Advogado acusado de estelionato pede liberdade

Advogado acusado de tirar vantagem de idosos que pedem aposentadoria no INSS levou ao Supremo Tribunal Federal um pedido de liberdade provisória. O ministro Marco Aurélio é o relator do pedido de Habeas Corpus, que requer o trancamento de ação penal que corre na Comarca de Cambará, no Paraná.

Acusado de tentativa de estelionato, segundo a denúncia, o advogado assinou contrato para obter aposentadoria do INSS para as supostas vitimas, todas maiores de 60 anos. De acordo com os autos, ele tentou obter vantagem ilícita ao informar a esses clientes que eles receberiam quantia inferior àquela efetivamente devida.

A defesa do advogado alega atipicidade da conduta apontada como criminosa, ao afirmar que os contratos em questão foram “formalizados de acordo com a lei” e “assinados pelas supostas vítimas e seus familiares e testemunhas”. E argumenta, ainda, que “inexiste, portanto, justa causa que autorize o prosseguimento da ação penal”, já que esta não apresenta “os componentes básicos imprescindíveis à configuração do estelionato”.
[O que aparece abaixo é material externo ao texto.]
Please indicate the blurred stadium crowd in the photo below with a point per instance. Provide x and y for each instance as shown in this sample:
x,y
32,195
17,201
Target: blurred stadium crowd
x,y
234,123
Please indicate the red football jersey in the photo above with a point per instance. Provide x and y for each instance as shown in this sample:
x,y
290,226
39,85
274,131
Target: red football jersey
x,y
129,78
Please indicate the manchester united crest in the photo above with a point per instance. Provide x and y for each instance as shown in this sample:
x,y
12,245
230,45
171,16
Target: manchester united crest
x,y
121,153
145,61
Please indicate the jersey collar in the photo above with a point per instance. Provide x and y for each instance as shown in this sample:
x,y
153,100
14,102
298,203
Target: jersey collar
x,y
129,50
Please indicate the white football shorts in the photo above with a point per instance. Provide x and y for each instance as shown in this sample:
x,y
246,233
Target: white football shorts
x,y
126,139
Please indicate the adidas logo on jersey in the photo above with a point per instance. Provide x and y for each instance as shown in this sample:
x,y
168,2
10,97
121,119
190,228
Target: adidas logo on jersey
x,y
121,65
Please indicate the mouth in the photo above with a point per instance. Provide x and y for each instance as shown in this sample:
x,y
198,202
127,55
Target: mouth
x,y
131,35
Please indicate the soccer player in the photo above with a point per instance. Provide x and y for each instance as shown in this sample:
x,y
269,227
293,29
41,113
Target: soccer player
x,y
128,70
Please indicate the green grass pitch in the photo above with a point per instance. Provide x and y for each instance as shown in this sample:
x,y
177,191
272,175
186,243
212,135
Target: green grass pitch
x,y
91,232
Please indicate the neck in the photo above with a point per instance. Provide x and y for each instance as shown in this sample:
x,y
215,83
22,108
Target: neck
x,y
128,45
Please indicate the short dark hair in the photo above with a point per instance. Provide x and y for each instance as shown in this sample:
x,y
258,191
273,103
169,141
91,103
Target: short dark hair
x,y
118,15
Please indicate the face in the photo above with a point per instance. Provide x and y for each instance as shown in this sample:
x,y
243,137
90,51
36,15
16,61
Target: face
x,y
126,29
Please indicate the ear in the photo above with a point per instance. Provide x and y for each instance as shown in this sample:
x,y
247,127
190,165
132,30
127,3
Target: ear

Os componentes necessários seriam a comprovação de que o advogado usou de ardil ou de qualquer outro meio fraudulento para enganar seus clientes para induzi-los a erro, causando o prejuízo alheio e a obtenção de vantagem ilícita.
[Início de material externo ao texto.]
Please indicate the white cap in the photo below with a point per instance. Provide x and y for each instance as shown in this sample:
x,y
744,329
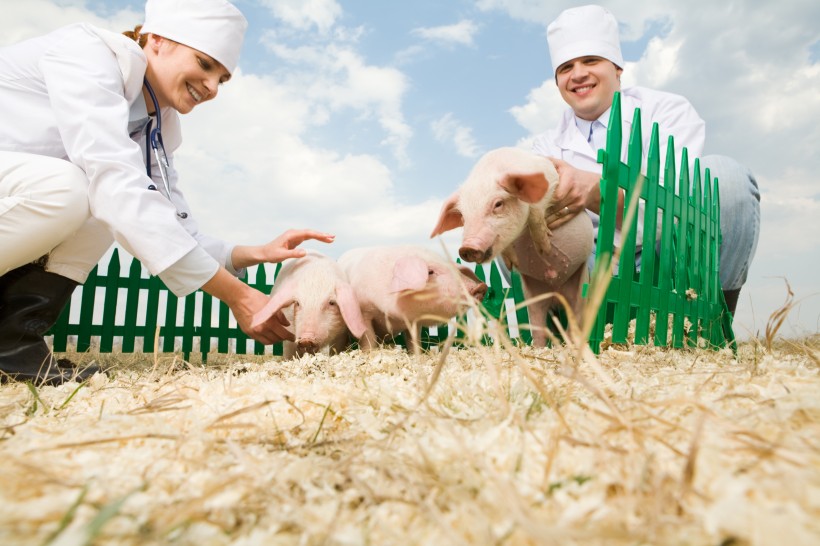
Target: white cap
x,y
214,27
584,31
Segundo a defesa, o que houve entre o advogado e as supostas vítimas “nada mais foi do que um negócio comercial malsucedido” e que, portanto, não existe o crime de estelionato.

A defesa acrescenta, ainda, que os delitos expostos na denúncia podem ser, no máximo, considerados ilícitos civis — mais um motivo para que a ação penal seja extinta. Para ela, a denúncia é inepta porque não menciona quais prejuízos as supostas vítimas teriam sofrido.

A defesa pede a concessão de liminar alegando que seu cliente sofre constrangimento ilegal por ser processado por um crime atípico, sem qualquer sustentação empírica, e que o processo vem lhe causando prejuízos profissionais. Segundo a defesa, o advogado “vem sendo constantemente questionado por seus clientes sobre aquelas supostas condutas” e que já notou “uma queda brusca em relação a novos atendimentos e nos relacionamentos profissionais e até pessoais”.

O advogado já teve pedidos de HC negados no Tribunal de Justiça do Paraná e no Superior Tribunal de Justiça. Com informações da Assessoria de Imprensa do STF.